1. Agile marketing: adapt or die
Declared the black swan of 2020 by Sequoia Capital, the biggest venture capital firm in the Silicon Valley, the coronavirus is now affecting 60 percent of Australian businesses, many which are still recovering from the effects of fire, flood and drought.
This is a make-or-break moment for marketing teams. The businesses which adapt most effectively to the current crisis and ensuing economic fallout will be the ones to survive. As Sequoia writes, based on their own five decades of experience, “nobody ever regrets making fast and decisive adjustments to changing circumstances”.
We’re already seeing this quick-thinking marketing at play in China, where quarantine laws have been in effect for weeks. Successful B2C brands are catering to these conditions with livestream events on Chinese TikTok and 360-degree interior views of new cars.
In the days, weeks and months to come, B2B brands will also have to demonstrate this agile marketing, responding quickly to a constantly evolving situation.
2. Digital marketing’s time to shine
In February alone, there was a 500 percent surge in event cancellations and postponements globally, which then rose to 875 percent by 10 March. The total economic cost is running into the billions of dollars and there is likely more to come.
For some B2B marketers, exhibition and industry shows represent up to 40 percent of their marketing budget and a significant loss to their overall marketing strategy. However, instead of cutting budgets, as most B2B businesses did following the 2007–08 Global Financial Crisis, now’s the time to shift your strategy—and budget—to digital marketing.
Not only does digital marketing not require any face-to-face interaction—a definite plus when mass quarantines are common—but it’s also highly measurable, making it easy to identify which marketing activities are generating the most ROI.
3. Direct sunk costs to ABM marketing
With many industries feeling the effects of fire, flood, drought, COVID-19 and the economic downturn, now is the time to start account-based marketing, particularly if you can direct some sunk costs, such as employee hours, towards it.
Account-based marketing (ABM) is about zeroing in on specific accounts that are high value and likely to buy. And in a recession, this also means considering whether you can direct your ABM efforts to the industries that are least impacted by the economic downturn.
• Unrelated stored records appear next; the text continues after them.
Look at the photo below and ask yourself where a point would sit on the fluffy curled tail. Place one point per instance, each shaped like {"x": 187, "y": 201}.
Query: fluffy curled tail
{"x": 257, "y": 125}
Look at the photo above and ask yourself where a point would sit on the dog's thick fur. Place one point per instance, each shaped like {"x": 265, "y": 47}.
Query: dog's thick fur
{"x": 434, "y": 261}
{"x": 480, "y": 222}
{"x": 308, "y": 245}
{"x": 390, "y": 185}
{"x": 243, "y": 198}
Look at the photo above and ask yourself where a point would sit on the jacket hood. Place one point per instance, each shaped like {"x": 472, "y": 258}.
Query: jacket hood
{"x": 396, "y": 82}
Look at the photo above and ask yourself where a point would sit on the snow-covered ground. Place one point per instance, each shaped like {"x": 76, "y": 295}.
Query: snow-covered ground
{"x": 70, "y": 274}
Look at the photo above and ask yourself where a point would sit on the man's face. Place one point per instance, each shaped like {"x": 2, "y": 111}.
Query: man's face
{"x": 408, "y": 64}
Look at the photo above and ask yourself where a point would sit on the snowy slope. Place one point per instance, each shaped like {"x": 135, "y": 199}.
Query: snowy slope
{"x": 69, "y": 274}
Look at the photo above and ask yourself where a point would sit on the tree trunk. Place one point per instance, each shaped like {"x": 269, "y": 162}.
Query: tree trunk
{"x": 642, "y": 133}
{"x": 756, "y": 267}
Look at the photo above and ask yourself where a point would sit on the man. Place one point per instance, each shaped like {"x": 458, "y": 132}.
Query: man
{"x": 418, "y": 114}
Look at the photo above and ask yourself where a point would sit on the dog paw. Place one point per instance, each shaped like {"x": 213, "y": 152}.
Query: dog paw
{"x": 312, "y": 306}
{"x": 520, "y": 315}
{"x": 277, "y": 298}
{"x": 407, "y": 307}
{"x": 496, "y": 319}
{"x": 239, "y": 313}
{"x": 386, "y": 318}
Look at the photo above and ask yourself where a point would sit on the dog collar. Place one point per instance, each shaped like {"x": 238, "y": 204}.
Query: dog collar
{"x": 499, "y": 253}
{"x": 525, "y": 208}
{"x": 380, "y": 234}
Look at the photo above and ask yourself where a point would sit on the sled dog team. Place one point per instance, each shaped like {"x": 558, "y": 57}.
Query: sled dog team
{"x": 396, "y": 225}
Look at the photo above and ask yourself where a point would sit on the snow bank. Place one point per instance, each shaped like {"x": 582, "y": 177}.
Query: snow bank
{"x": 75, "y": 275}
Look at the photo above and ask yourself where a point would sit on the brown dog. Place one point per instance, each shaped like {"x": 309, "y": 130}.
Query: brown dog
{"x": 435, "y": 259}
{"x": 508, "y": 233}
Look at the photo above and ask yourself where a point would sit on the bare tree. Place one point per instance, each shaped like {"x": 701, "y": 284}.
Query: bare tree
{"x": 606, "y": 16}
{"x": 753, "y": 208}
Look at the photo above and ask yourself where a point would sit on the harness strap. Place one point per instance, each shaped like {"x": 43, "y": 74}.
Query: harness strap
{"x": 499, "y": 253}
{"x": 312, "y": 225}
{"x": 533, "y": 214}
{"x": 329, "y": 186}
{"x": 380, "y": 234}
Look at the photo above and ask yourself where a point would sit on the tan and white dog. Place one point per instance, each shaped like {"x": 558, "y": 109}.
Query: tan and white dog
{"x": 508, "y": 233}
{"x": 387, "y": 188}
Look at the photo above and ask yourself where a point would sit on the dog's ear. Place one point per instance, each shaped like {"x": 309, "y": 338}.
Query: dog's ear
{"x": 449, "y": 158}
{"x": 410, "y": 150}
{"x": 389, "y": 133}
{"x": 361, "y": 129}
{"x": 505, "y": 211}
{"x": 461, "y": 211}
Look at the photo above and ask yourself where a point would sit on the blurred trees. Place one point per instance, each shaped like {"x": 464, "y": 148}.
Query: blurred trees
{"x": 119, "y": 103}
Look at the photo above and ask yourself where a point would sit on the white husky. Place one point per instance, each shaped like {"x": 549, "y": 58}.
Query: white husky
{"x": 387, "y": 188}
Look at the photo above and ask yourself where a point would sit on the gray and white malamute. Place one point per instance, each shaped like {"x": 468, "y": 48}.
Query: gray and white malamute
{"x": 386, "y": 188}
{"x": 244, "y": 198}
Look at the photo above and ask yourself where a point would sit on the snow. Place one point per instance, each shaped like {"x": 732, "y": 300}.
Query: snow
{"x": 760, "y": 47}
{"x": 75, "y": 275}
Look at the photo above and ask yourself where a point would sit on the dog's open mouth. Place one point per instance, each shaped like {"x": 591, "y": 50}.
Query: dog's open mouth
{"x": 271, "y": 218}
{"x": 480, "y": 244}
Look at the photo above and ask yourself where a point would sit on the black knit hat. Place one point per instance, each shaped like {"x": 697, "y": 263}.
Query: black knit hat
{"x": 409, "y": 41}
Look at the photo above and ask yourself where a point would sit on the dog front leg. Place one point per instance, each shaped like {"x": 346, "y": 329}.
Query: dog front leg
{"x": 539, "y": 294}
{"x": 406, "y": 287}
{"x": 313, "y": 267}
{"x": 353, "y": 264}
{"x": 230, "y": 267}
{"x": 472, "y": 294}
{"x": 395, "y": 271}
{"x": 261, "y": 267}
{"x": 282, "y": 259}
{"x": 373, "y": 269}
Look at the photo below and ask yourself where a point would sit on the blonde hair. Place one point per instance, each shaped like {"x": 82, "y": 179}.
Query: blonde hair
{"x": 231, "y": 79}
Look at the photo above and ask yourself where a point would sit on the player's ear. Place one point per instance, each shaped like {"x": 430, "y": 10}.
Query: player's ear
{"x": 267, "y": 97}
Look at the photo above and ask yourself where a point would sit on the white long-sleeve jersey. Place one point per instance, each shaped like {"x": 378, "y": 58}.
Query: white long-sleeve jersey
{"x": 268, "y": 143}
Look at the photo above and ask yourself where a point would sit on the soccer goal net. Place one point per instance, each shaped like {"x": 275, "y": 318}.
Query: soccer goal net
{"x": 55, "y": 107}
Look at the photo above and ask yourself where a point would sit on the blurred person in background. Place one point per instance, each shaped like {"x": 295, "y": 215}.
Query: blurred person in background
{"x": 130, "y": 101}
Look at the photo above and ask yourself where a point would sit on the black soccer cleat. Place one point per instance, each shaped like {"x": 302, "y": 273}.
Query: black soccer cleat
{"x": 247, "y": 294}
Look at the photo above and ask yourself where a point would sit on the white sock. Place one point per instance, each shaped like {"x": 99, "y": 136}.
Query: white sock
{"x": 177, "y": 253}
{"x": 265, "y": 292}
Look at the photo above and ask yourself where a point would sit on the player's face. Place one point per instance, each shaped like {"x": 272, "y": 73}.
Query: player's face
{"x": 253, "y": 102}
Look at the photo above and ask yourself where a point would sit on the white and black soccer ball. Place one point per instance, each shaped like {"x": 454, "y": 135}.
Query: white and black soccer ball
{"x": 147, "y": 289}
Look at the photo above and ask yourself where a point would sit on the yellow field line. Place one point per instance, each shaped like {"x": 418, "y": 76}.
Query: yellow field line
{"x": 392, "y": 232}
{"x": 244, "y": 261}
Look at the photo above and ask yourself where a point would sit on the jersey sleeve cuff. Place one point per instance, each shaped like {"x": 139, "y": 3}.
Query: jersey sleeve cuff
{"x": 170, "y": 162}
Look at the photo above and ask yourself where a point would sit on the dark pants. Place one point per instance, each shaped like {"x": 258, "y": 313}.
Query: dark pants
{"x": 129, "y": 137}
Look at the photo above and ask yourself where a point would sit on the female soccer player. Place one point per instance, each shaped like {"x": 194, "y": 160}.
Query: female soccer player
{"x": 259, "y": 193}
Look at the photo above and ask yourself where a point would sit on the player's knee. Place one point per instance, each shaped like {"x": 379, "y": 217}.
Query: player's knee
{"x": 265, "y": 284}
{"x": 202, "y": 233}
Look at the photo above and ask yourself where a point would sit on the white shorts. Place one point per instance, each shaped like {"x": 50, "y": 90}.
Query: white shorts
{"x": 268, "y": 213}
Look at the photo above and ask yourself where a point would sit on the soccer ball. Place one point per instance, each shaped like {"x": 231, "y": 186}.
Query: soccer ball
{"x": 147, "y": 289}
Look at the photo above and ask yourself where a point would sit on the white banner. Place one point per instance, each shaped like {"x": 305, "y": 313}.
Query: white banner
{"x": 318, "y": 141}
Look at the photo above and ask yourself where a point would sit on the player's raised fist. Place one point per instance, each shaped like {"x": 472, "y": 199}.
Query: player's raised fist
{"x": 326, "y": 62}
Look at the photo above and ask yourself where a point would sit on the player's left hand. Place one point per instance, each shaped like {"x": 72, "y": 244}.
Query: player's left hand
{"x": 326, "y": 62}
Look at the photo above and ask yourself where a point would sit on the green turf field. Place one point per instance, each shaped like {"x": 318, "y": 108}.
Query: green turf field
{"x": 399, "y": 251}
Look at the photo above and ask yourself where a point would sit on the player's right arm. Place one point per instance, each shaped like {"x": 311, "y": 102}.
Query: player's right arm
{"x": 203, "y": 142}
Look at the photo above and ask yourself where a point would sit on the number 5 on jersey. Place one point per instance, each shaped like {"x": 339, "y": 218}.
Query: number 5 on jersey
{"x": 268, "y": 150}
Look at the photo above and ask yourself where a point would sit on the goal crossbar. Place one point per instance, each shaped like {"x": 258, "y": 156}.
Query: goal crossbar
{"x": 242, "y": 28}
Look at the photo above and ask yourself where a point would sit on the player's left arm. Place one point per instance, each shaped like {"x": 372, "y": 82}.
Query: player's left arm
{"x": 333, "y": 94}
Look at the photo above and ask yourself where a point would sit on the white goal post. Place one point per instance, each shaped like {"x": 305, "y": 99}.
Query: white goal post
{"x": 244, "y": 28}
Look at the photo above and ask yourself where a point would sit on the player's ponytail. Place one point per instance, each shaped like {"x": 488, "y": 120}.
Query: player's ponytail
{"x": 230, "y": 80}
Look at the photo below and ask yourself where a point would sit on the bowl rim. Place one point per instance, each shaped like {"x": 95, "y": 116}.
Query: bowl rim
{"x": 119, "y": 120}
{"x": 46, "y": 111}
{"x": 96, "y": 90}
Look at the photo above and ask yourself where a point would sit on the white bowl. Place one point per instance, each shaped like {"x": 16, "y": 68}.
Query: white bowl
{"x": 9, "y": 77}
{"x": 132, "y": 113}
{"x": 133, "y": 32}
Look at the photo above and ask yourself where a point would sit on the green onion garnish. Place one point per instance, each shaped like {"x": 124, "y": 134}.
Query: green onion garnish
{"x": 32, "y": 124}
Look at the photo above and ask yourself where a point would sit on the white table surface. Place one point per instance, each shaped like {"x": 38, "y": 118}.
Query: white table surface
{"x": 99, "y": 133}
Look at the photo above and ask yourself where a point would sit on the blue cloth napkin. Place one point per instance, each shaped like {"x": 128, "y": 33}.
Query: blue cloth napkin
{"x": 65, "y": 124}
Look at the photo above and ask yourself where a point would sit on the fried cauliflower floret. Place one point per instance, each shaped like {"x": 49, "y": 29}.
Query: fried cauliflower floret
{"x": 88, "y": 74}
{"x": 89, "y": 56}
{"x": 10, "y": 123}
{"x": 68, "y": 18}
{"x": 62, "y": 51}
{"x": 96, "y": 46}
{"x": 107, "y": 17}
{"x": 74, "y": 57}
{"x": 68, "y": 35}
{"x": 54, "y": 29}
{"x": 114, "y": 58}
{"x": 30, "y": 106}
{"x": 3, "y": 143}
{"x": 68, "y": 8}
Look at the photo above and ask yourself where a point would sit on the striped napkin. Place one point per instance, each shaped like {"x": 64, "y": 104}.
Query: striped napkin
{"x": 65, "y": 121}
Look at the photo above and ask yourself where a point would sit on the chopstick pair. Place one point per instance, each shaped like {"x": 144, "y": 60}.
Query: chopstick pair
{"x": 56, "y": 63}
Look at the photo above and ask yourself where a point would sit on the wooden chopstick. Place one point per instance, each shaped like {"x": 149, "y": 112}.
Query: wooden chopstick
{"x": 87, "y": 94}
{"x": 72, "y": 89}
According to IBISWorld, the industries least affected by the economic impact of the coronavirus are construction, professional, scientific and technical services, administrative and support services, and public administration and safety. If you have contacts or leads from ‘big fish’ organisations in these industries, now’s the time to give them another look.
4. Data, data, data
This one isn’t specific to a recession. Data is important ALL the time… but it’s never more important than when budgets are tight. Data is what you use to measure the effectiveness of your marketing strategy, as well identify and target high-impact marketing tactics that will move the needle - even just a bit, quickly and cost-effectively.
In good times, you may be able to get away with marketing efforts that could be described as vague or untargeted. But if you can’t show the value of a marketing activity to your boss in tough times, then it’s going to get slashed. And as we’ve already said, cutting the budget is not going to help you survive a recession.